De Toekomst van Kata is niet gediend bij multipele interpretaties en de introductie van hersenspinsels, maar méér bij een hogere intensiviteit in de kennisoverdracht. Zodat het Wiel niet steeds opnieuw uitgevonden moet worden maar Kennis van de oude meesters veilig gesteld wordt. Bij voorkeur nu Daigo Sensei er nog is. Want véél kennis ligt nergens vast en bestaat nergens anders meer dan bij een kleine kring mensen waarvan Daigo Sensei momenteel het middelpunt is. Dus zeg maar: niet steeds iets nieuws uitvinden en daar goede sier mee proberen te maken, maar beter leren omgaan met (en vooral ook: uitwinnen en toegankelijk maken) wat er al is zodat we niet verzanden in zinloze welles-nietes discussies maar onze tijd in waardevolle studie kunnen steken.

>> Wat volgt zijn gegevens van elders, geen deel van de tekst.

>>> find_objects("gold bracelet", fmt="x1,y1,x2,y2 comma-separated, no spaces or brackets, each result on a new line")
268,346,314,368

En dat is dan de spiegel van vandaag. Die houden we met deze post voor aan de bestuurders van de JBN. Zeg nou zelf JBN bestuurder: past U die Clownsneus ?

1 opmerking:

  1. Dit is niet een typisch Nederlandse kwestie. Ik was dit jaar bij de Franse judobond waar ik een aantal technisch kaderleden heb gesproken. Ook daar kent men 2 stijlen: de zogenoemde Franse stijl (gepromoot door Awazu) en ook sinds enige tijd de Kodokan-stijl. Beide stijlen mogen, maar men verwacht dat op termijn de Kodokan-stijl leidend zal worden. Een van de tecnhische directeuren van de FFJDA vond 2 stijlen niet zo'n pun; je moet open staan voor meerdere interpretaties. Kano heeft ook meerdere stijlen benut voor zijn judo.

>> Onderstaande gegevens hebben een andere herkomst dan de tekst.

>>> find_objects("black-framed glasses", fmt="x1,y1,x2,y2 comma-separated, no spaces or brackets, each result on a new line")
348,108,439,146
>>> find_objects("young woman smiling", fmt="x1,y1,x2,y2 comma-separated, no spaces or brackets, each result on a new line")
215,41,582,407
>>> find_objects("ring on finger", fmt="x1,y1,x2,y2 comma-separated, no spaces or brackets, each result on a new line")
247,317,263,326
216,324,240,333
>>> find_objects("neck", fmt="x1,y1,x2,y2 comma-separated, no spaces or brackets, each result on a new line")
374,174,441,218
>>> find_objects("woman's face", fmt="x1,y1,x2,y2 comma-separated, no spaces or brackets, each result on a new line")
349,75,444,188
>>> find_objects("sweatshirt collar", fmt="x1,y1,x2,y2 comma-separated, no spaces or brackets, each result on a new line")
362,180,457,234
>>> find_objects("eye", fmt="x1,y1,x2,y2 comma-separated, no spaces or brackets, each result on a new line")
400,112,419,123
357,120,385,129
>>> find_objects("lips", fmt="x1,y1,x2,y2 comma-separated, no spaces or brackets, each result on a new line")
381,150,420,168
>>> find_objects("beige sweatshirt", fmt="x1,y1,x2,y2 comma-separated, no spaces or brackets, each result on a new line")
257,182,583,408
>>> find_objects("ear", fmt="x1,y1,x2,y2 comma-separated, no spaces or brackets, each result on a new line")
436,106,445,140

    De hele tweestijlendiscussie heeft het kata wel flink op de kaart gezet en dat is een waarschijnlijk onbedoeld doch positief neveneffect van de JBN-keuze. Het heeft het NVJJL-blad in ieder geval behoorlijk wat kopij opgeleverd. Jammer genoeg gaan weinig discussies over: Waar gaat het nu over? Wat laat je dan zien van die judo-'grammatica'?

    Ook zou je van een Center of Excellence mogen verwachten dat ze de diepere laag achter de kata's meer uitleggen en promoten. Als slechts een persoon de 'waarheid' in pacht heeft.....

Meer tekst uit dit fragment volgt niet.